About the first formula :
a) $A \rightarrow \exists x A$ --- 2nd Axiom for quantifiers
b) $\exists x A \rightarrow ( \exists x A \lor \exists x B )$ --- from your 6)
c) $ [ \exists x A \rightarrow ( \exists x A \lor \exists x B ) ] \rightarrow [ A \rightarrow ( \exists x A \rightarrow ( \exists x A \lor \exists x B ) ) ] $ --- from your 1)
d) $ A \rightarrow ( \exists x A \rightarrow ( \exists x A \lor \exists x B ) ) $ --- from b) and c) by MP
e) $ A \rightarrow ( \exists x A \lor \exists x B ) $ --- from a) and d) using your 2) by MP twice
In the same way, you can get :
f) $ B \rightarrow ( \exists x A \lor \exists x B ) $ --- using your 7)
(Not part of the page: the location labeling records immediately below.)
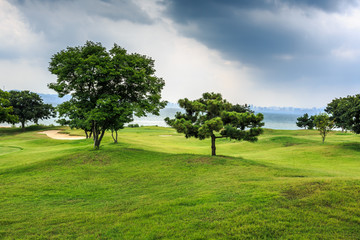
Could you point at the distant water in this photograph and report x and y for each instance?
(286, 121)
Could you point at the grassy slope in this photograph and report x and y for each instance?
(157, 184)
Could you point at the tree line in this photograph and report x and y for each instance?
(343, 113)
(109, 87)
(23, 106)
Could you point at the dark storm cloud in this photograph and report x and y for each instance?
(280, 37)
(233, 28)
(111, 9)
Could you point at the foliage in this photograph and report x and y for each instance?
(29, 106)
(107, 87)
(6, 110)
(305, 121)
(345, 112)
(324, 124)
(212, 114)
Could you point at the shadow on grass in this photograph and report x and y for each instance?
(17, 130)
(355, 146)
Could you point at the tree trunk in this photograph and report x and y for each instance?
(213, 148)
(112, 134)
(86, 134)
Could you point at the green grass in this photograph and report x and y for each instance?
(155, 184)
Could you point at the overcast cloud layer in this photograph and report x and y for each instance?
(299, 53)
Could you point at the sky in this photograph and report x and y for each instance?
(286, 53)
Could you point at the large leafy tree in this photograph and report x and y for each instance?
(6, 110)
(29, 106)
(107, 87)
(305, 121)
(213, 117)
(324, 124)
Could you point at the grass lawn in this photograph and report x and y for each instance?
(156, 184)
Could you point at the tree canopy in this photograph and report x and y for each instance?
(305, 121)
(106, 87)
(29, 106)
(214, 117)
(6, 110)
(345, 112)
(324, 124)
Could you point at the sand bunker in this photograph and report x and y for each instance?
(60, 136)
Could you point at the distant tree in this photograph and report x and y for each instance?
(6, 110)
(324, 124)
(213, 117)
(29, 106)
(346, 112)
(339, 112)
(241, 108)
(105, 87)
(305, 121)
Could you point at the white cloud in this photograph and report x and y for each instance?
(31, 33)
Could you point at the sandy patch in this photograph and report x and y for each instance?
(60, 136)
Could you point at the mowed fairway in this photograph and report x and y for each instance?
(156, 184)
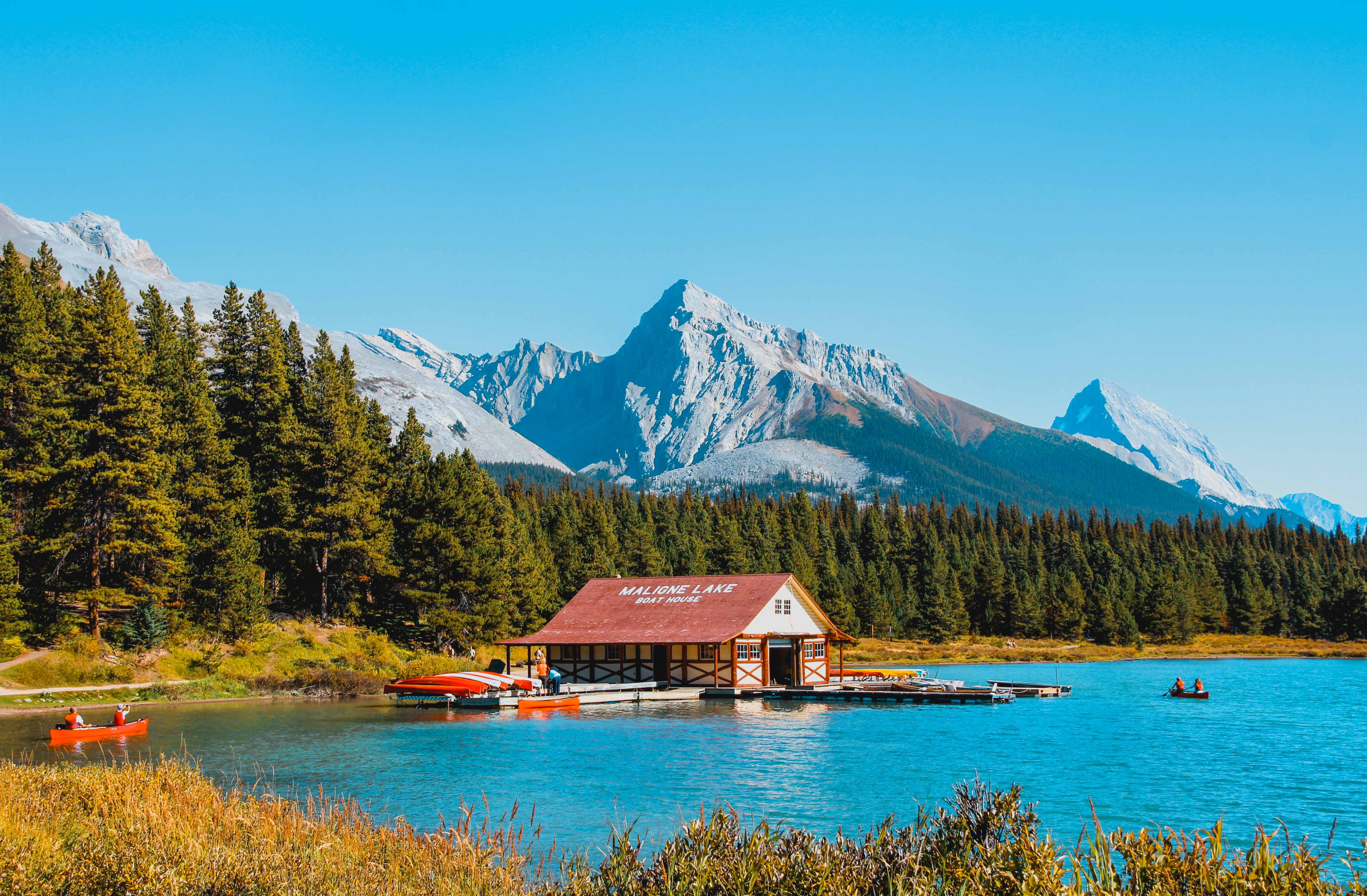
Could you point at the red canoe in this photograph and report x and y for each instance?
(428, 687)
(532, 704)
(91, 733)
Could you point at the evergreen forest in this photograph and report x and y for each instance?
(226, 470)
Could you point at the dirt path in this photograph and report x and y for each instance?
(85, 687)
(24, 658)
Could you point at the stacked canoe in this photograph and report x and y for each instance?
(460, 685)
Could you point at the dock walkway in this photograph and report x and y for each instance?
(588, 694)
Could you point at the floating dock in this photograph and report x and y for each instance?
(588, 694)
(1026, 689)
(860, 696)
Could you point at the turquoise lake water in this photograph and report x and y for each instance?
(1282, 741)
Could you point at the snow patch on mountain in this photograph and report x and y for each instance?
(453, 420)
(803, 461)
(1324, 513)
(1123, 424)
(398, 380)
(696, 378)
(92, 241)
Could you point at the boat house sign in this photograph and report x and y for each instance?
(677, 593)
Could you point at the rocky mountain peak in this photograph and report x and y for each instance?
(1123, 424)
(103, 235)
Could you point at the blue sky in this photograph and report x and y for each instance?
(1009, 200)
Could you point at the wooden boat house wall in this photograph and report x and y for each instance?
(711, 632)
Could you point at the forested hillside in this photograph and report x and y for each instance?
(225, 484)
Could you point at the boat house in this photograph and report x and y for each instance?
(706, 632)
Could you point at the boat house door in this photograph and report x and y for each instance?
(781, 663)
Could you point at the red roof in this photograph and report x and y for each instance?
(670, 610)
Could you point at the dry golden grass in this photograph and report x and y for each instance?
(1048, 651)
(166, 830)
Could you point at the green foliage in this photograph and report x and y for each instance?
(234, 472)
(146, 626)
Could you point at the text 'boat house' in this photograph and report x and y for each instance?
(703, 632)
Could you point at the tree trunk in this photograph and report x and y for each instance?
(323, 577)
(93, 602)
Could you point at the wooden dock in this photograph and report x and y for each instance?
(1026, 689)
(588, 694)
(860, 696)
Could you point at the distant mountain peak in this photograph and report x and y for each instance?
(1324, 513)
(1123, 424)
(106, 238)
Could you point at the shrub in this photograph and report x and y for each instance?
(10, 648)
(146, 626)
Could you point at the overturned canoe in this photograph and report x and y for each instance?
(92, 733)
(530, 704)
(427, 687)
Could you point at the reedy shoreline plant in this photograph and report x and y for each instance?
(166, 828)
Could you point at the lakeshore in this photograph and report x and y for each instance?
(1113, 744)
(271, 669)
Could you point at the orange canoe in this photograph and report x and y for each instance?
(530, 704)
(91, 733)
(426, 689)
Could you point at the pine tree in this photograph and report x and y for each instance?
(13, 623)
(113, 491)
(221, 582)
(342, 529)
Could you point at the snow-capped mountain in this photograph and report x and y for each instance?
(698, 378)
(505, 384)
(1139, 432)
(1322, 513)
(799, 461)
(92, 241)
(394, 378)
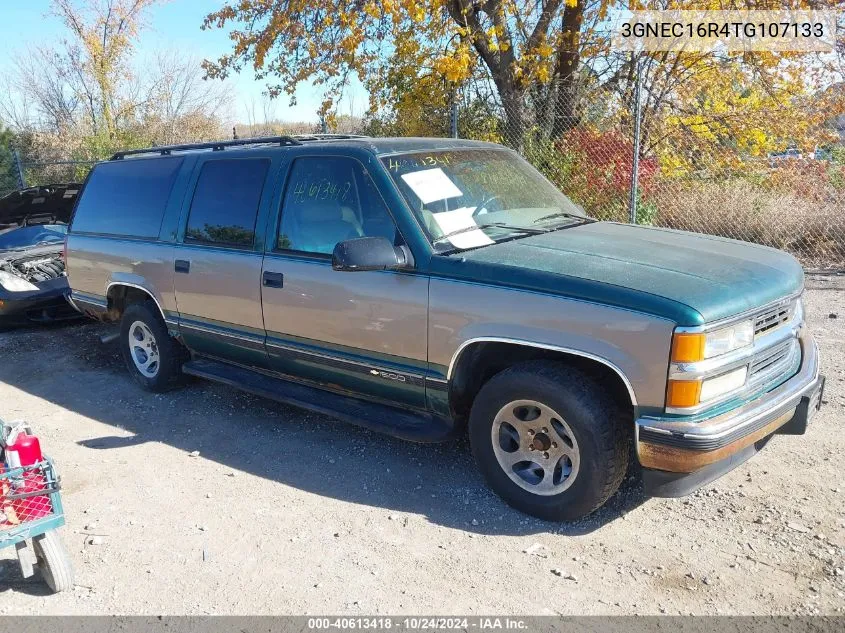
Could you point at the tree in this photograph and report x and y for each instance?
(85, 97)
(103, 35)
(293, 41)
(8, 169)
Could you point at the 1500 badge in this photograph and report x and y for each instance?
(388, 375)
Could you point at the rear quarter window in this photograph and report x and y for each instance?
(127, 197)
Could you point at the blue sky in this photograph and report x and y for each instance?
(172, 25)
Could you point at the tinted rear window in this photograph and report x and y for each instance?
(127, 197)
(225, 204)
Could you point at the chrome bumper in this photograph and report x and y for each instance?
(682, 446)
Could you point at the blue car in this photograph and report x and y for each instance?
(33, 284)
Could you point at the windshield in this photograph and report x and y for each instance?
(469, 198)
(33, 236)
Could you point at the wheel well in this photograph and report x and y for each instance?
(480, 361)
(120, 296)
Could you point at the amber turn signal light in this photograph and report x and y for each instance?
(688, 348)
(683, 393)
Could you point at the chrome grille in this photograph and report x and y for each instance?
(773, 318)
(773, 362)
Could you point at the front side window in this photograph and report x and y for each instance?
(468, 198)
(225, 204)
(328, 200)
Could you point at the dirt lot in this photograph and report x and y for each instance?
(287, 512)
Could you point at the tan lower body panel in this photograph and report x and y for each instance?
(683, 460)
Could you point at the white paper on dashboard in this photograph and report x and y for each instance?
(458, 219)
(431, 185)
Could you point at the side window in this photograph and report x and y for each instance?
(127, 197)
(329, 200)
(225, 204)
g) $ ( A \lor B ) \rightarrow ( \exists x A \lor \exists x B ) $ --- from e) and f) using your 8) by MP twice
Now you can get :
h) $ \exists x ( A \lor B ) \rightarrow ( \exists x A \lor \exists x B ) $ --- from g) using your rule 3) ( because $x$ is not free in $( \exists x A \lor \exists x B )$ ).
Following a similar approach, you can try with the second formula.